貴田 判断基準と判断スピードは今までに感じたことのないレベルでしたね。特に刺激を受けたのが久保建英選手で、初めて会ったときからオーラが違っているというか。トレーニング中も判断スピードが際立っていたり、攻撃面に関して驚くことばかりでした。
――話をする機会も?
貴田 はい、できました。「筋トレも大事だけど、まずは体幹を鍛えたほうがいい」っていうアドバイスをもらいました。
――試合やチームの雰囲気などに関しては、どうでした?
貴田 今回、2試合観戦させてもらったんですけど、2試合目のイラク戦は完全アウェイで、Jリーグでは感じられないような雰囲気でした。後ろに座っていた相手サポーターから僕らもすごく煽られましたし、これがワールドカップだったら雰囲気はもっとすごいんだろうなって。自分も国を背負って戦いたいって思いましたし、U-20ワールドカップで優勝するのは15歳のときからスタッフや仲間たちと目標にしていることなので、そこへの思いも強まりましたね。
「うまさを備えた選手になりたい」
――いよいよアルゼンチンでの挑戦が始まります。身近な目標は? 今、どんなことを思い描いていますか?
貴田 最初はセカンドチームだと思うので、早いうちにトップチームに上がって点を取ることを今は目標にしています。でも、行ってみないとわからないので、まずは早くプレーしたいです。
――もともとストライカーだけど、グランパスではシャドーもやってプレーの幅を広げました。でも、最終的にはセンターフォワードにこだわっていきたい?

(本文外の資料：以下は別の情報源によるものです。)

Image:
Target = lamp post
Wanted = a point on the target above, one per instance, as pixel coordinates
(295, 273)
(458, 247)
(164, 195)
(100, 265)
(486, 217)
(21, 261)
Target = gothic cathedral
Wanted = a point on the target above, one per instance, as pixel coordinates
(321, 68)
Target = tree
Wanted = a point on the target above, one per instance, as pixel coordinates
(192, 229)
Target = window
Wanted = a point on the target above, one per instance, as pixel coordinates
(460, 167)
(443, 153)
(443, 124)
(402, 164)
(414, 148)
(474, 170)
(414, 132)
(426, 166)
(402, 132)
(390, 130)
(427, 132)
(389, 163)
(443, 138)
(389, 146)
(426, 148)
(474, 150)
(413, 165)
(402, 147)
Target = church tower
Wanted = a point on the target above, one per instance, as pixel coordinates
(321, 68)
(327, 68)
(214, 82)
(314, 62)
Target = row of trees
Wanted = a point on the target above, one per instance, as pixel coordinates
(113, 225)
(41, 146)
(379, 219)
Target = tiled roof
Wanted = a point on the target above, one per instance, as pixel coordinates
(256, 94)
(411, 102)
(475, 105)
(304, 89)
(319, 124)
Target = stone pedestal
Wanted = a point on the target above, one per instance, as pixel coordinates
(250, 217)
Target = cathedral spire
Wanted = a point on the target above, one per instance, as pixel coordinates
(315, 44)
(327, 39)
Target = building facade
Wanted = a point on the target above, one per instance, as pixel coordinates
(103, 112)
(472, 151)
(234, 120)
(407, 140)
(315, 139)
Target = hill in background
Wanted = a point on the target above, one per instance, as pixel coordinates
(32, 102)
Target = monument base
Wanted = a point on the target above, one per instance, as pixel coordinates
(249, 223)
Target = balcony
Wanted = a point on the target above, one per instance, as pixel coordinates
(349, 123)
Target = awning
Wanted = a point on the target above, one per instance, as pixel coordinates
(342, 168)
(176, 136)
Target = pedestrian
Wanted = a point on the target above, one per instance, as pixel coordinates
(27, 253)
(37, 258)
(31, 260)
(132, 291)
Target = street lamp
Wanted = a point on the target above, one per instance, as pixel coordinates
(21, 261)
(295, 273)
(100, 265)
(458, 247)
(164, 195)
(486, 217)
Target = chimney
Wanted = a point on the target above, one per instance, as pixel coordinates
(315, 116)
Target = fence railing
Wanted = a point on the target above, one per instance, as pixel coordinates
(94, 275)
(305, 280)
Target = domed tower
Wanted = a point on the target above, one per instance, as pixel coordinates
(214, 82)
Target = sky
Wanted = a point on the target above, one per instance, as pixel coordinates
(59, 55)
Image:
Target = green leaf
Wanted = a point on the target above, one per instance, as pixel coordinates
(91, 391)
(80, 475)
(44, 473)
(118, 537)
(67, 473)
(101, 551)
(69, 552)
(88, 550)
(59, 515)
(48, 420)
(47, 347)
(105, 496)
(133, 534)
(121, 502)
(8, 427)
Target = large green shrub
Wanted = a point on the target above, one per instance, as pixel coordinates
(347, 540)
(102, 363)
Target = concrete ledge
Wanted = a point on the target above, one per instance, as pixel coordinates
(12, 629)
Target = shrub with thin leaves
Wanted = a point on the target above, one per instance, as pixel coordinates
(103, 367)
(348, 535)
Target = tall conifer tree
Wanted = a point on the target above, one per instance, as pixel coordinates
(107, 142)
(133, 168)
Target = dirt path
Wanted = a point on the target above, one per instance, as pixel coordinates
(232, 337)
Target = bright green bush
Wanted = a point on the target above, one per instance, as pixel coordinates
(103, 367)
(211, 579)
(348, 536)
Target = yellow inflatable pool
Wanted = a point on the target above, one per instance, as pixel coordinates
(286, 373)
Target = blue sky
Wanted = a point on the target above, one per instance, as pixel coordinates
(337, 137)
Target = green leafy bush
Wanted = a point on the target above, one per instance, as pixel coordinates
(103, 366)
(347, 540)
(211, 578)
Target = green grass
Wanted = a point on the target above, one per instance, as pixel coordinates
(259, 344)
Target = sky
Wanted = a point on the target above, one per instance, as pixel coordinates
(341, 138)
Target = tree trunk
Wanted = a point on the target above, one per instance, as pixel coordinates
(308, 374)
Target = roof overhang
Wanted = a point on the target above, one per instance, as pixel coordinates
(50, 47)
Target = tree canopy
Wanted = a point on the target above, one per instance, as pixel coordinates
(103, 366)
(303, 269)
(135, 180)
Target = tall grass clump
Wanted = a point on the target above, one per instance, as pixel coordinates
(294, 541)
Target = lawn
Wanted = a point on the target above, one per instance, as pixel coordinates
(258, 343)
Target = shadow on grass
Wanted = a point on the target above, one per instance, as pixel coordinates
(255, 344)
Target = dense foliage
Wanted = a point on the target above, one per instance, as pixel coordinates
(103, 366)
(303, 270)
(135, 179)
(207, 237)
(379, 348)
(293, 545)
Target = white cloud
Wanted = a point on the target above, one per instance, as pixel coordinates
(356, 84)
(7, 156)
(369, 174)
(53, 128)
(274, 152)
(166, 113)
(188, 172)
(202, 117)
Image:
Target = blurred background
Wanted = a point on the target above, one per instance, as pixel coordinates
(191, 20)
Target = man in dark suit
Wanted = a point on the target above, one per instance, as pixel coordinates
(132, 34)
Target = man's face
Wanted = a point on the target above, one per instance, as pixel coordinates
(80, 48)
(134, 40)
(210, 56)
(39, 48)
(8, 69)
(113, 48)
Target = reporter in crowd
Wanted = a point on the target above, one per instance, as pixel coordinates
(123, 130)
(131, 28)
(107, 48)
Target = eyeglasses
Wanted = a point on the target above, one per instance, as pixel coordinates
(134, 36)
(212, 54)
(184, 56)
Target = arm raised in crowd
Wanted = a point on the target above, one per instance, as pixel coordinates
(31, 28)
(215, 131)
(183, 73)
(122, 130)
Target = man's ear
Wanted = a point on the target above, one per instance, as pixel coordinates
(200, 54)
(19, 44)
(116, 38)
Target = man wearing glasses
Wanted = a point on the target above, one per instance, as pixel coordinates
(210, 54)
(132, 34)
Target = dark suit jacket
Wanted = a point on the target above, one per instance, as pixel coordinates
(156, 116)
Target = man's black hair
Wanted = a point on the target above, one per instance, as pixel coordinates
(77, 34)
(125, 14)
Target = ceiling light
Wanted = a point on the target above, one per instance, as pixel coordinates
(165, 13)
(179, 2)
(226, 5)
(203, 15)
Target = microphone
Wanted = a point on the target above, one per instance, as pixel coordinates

貴田 ユースのときはセンターフォワードしかできなかったんですけど、トップに行って、健太さんにシャドーで起用してもらって、シャドーの楽しさを感じました。ひとつのポジションしかできないようだと、この先生き残っていけないと思うし、複数のポジションをこなすことの大切さも感じていて。目指す選手像として、点を取ることが一番ですけど、それ以外にもアシストだったり、チャンスメイクできるような、うまさを備えた選手になりたいので。だから、点にこだわりながらも、最低でもふたつのポジションをこなせる選手になりたいと思います。
――その後は、アルゼンチンからヨーロッパに羽ばたくという、他の人とは違うルートで世界を目指す?
貴田 そうですね。南米で成長して自分のスタイルを確立させて、ヨーロッパに移籍して、チャンピオンズリーグやワールドカップで活躍したいっていう目標があります。個人としては、世界一のサッカー選手になることが最大の夢なので、その夢に向けてまずはアルゼンチンで頑張ります。